Wednesday, May 24, 2006

panGloss

As you may have noticed , BlogScript has now officially changed its name to PanGloss. I'm not changing the URL currently, but to give due warning, I may well migrate this blog elsewhere in the next few months.

Why the change? Well, Blogscript was never exactly a catchy name. It was supposed to be the "blog for SCRIPT"; and SCRIPT was the acronym I dreamt up, six or seven years back, for the loose conglomeration of IT and IP law scholars at Edinburgh Law School , who later became the AHRC Centre for Intellectual Property and Technology Law in 2002. SCRIPT stood for Scottish Centre for Research into IP and Technology (Law) - rather easier to remember than the current research-council imposed name, you must admit:-) The original idea was this blog would feature contributions from the postgraduate students at the AHRC Centre, with a bit of help from myself and Andres Guadamuz, my co-teacher. In the end though, as ever, you can take a student to water, but you can't make him/her drink :-) and so, predictably, I ended up writing the content exclusively myself, and to my surprise, like most bloggers, becoming mildly addicted to the process.

And now I'm leaving Edinburgh, it seems a good time to formalise this as MY blog, not a blog for a particular course or university; and thus to dump the clunky "SCRIPT blog" name in favour of something with a bit more juice to it.

So why panGloss? Well, blame Paul Maharg. A month or so back, at the very enjoyable BILETA 2006 conference in Malta, Paul gave a storming talk entitled " ‘Borne back ceaselessly into the past’: Glossa, hypertext and the future of legal education". Paul's argument was loosely that some very interesting similarities can be observed between legal education in the centuries before the invention of the printing press, and curent electronic publishing and social software practice. Paul pointed out that in the pre Caxton world, when original texts were rare and expensive - texts like the Bible, or in law, the Roman Institutes and Digests - the practice arose of annotating them in hand writing round the edges, often in different colours and styles. These commentaries - "glosses" - were then sometimes published themselves, arranged as marginalia around the original text, as studiable texts in their own right. These glosses then over years themselves became the subject of scholarly lectures, debate and analysis, with a dense web of mutual cross referencing arising. Such glosses contributed enormously to the development of law in most of Western Europe. The analogies to blogs and hyperlinking are both obvious and irresistably enticing, and the Scottish contingent at BILETA, raised in the mixed legal system tradition on stories of the medieval Glossators and Post-Glossators, were almost too excited to stay in their seats.
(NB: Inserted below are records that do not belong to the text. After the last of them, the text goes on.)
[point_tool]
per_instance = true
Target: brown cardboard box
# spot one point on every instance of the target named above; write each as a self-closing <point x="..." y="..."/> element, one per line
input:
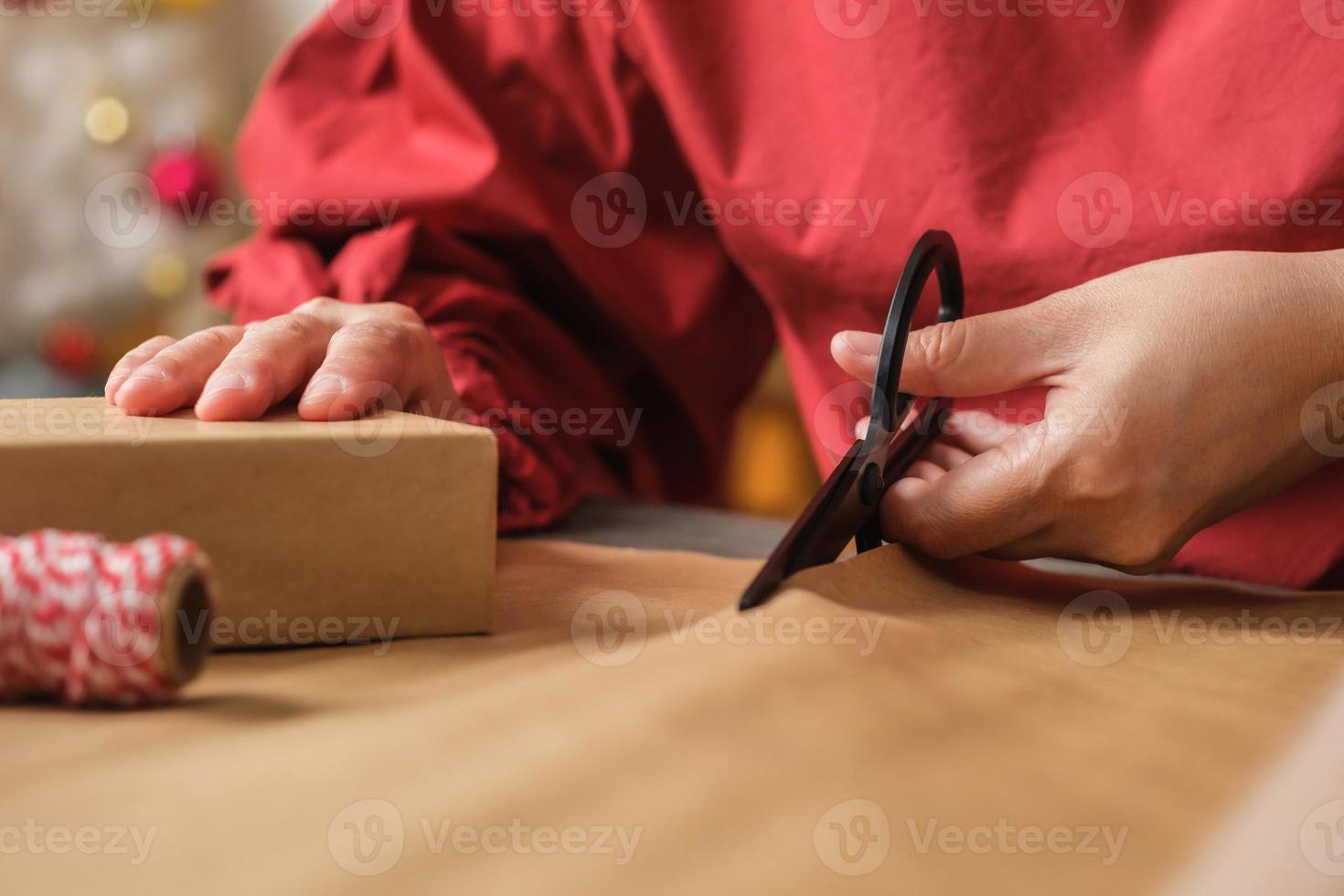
<point x="319" y="532"/>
So the idea of a law blog as a modern "gloss" stuck in my mind. I once edited a hard copy fanzine called Gloss (gosh! how twentieth century!) so the new electronic Gloss had to be called something slightly more exciting. eGloss was too generic. iGloss was fun and a la mode, but sounded too much like an Apple product, or maybe a paint commercial. GLawss was clever but far too cutesy. panGloss , with its echoes of Voltaire and the best of all things in the best of all possible worlds seemed to strike a suitably optimistic and technophilic note. So panGloss it is. Be seeing you!

1 comment:

Anonymous said...

Very clever - I thought it was merely a reference to Candide.